Apesar de seu exílio dos corredores do poder, Dilma nunca desapareceu completamente do cenário político. Mantém uma relação próxima com Lula. O jornalista Mauricio Savarese – que a entrevistou três vezes para seu livro, a queda de dilma, – enfatiza sua lealdade: “Sempre quis saber se ela tinha alguma crítica a Lula mas, se tem, ela guarda para quem é muito próximo dela”.
Rousseff era considerada uma tecnocrata sem muito carisma quando conquistou a presidência. Hoje é uma das personalidades mais aclamadas pelos seguidores do Partido dos Trabalhadores. Em recente evento na cidade de Porto Alegre, no sul do país, ele sentou-se na primeira fila, ao lado do candidato Lula e de sua esposa, Janja. Entre gritos de “Dilma, Dilma!” ela foi apresentada como “o coração valente” da esquerda. Lula também teve algumas palavras de apoio: “Toda vez que ele vem a um evento, fico feliz em ver que nosso povo reconhece a injustiça que sofreu”.
A figura do ex-presidente se encaixa bem na linha de campanha de Lula, que apresenta esta eleição como um momento decisivo para “restaurar” a democracia brasileira após quatro anos polêmicos de Jair Bolsonaro. Também é tentador aproveitar o lugar de Dilma na história como a primeira mulher presidente do Brasil… especialmente quando o atual Bolsonaro tem um índice de aprovação extremamente baixo entre as mulheres.
“Conheço a força da mulher brasileira. Vamos votar em Lula!” Dilma Rousseff em Porto Alegre, em uma convocação ao voto feminino.

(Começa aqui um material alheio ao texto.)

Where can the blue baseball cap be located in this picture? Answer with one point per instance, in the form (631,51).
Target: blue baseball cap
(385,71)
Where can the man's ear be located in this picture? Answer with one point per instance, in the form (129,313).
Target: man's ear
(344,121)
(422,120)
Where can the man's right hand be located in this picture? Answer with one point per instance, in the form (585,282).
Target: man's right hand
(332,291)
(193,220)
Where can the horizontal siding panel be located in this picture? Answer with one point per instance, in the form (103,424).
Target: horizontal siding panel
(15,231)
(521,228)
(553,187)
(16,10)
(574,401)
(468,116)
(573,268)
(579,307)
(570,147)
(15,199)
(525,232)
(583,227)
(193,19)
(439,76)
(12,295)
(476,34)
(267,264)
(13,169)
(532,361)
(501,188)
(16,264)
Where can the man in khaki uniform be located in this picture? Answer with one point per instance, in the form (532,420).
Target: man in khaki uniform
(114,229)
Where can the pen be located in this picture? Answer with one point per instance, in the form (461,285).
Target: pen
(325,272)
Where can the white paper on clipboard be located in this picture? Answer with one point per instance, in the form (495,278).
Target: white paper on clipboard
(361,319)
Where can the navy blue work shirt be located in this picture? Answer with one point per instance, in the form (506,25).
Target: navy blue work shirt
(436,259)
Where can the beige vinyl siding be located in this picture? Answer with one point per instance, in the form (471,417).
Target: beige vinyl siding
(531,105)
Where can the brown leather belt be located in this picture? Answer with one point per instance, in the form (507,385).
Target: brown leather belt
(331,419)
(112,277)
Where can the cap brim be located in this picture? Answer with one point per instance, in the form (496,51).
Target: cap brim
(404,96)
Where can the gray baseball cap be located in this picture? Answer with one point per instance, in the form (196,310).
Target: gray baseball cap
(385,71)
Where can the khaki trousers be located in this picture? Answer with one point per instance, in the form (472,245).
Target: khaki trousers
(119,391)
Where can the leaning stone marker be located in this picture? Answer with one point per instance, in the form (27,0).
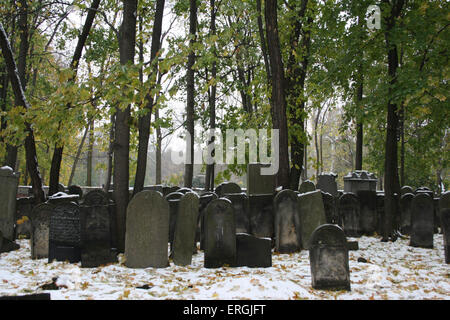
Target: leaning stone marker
(312,214)
(422,224)
(220,234)
(253,252)
(65,233)
(9,181)
(328,255)
(40,226)
(185,227)
(444,205)
(147,231)
(287,222)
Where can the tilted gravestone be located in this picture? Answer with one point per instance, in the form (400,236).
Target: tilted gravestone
(253,252)
(444,205)
(312,214)
(327,183)
(368,211)
(9,182)
(328,255)
(65,233)
(220,234)
(261,215)
(405,213)
(307,186)
(185,228)
(241,211)
(40,227)
(422,223)
(349,212)
(287,222)
(147,231)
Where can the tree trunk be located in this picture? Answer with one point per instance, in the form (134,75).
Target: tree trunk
(144,121)
(190,105)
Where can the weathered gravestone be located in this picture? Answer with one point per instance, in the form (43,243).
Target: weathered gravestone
(444,205)
(65,233)
(368,211)
(328,255)
(422,223)
(220,234)
(253,252)
(241,211)
(147,231)
(349,213)
(329,205)
(185,228)
(227,188)
(312,214)
(327,183)
(261,215)
(40,230)
(96,235)
(405,213)
(257,182)
(174,200)
(307,186)
(9,182)
(287,222)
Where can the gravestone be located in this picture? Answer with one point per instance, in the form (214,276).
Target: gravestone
(9,182)
(96,235)
(147,231)
(40,230)
(253,252)
(65,233)
(406,189)
(307,186)
(405,213)
(241,211)
(327,183)
(422,223)
(312,214)
(226,188)
(368,211)
(261,215)
(185,228)
(287,222)
(329,205)
(444,206)
(257,183)
(328,255)
(174,200)
(220,234)
(349,213)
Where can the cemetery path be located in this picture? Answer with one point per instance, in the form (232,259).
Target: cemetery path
(392,271)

O julgamento do impeachment de 2016, a maior sombra do governo Dilma Rousseff, já é notícia velha. Há poucos dias, o Ministério Público entrou com o processo devido a cortes orçamentários. Aqueles que antes defendiam o impeachment do ex-presidente começaram a mudar de ideia. Felipe Neto -um dos youtubers mais seguidos no Brasil- pediu desculpas nesta segunda-feira por ter apoiado seu julgamento político, chegando a publicar uma foto de Dilma abraçada a ele. O autor do pedido de impeachment – o parlamentar Miguel Reale Jr. – declarou seu apoio a Lula, porque, em suas palavras, a inação de Bolsonaro durante a pandemia foi “muito mais grave” do que Dilma Rousseff.
No entanto, o papel do ex-presidente na campanha não foi além de um punhado de discursos de Lula. Segundo o cientista político Claudio Couto, da Fundação Getulio Vargas, neste momento Dilma Rousseff não é um ativo nem um passivo eleitoral… mas isso pode mudar.
“Pode se tornar um passivo se aparecer demais. Por isso Lula fala muito das conquistas de seu governo e muito pouco das de Dilma”, destaca.
Também não está claro qual será o papel de Dilma se a esquerda vencer a eleição. Ela não é candidata ao Congresso. Lula descartou nomear seu ministro porque não se sentiria “confortável” dando ordens a alguém que já ocupou o cargo mais alto do estado. Além disso, o candidato fez algumas críticas leves ao seu protegido. Depois de chamar o primeiro mandato de Dilma de “extraordinário”, Lula disse em uma entrevista recente que acredita que ela cometeu alguns erros de política econômica durante seu segundo mandato. “Ela já sabe o que penso sobre isso”, declarou.
O jornalista Savarese acredita que Dilma continuará sendo uma conselheira sombra de Lula, longe dos olhos do público. “Dilma quer levar uma vida mais tranquila”, diz. Mas o jornalista também ressalta que não ficaria surpreso se um Lula triunfante lhe fizesse um gesto favorável durante a posse. Quando Dilma foi acusada, ela deixou o Palácio do Planalto, sede do Executivo em Brasília, em desgraça. Seis anos depois, Lula poderia trazê-la de volta pela porta da frente.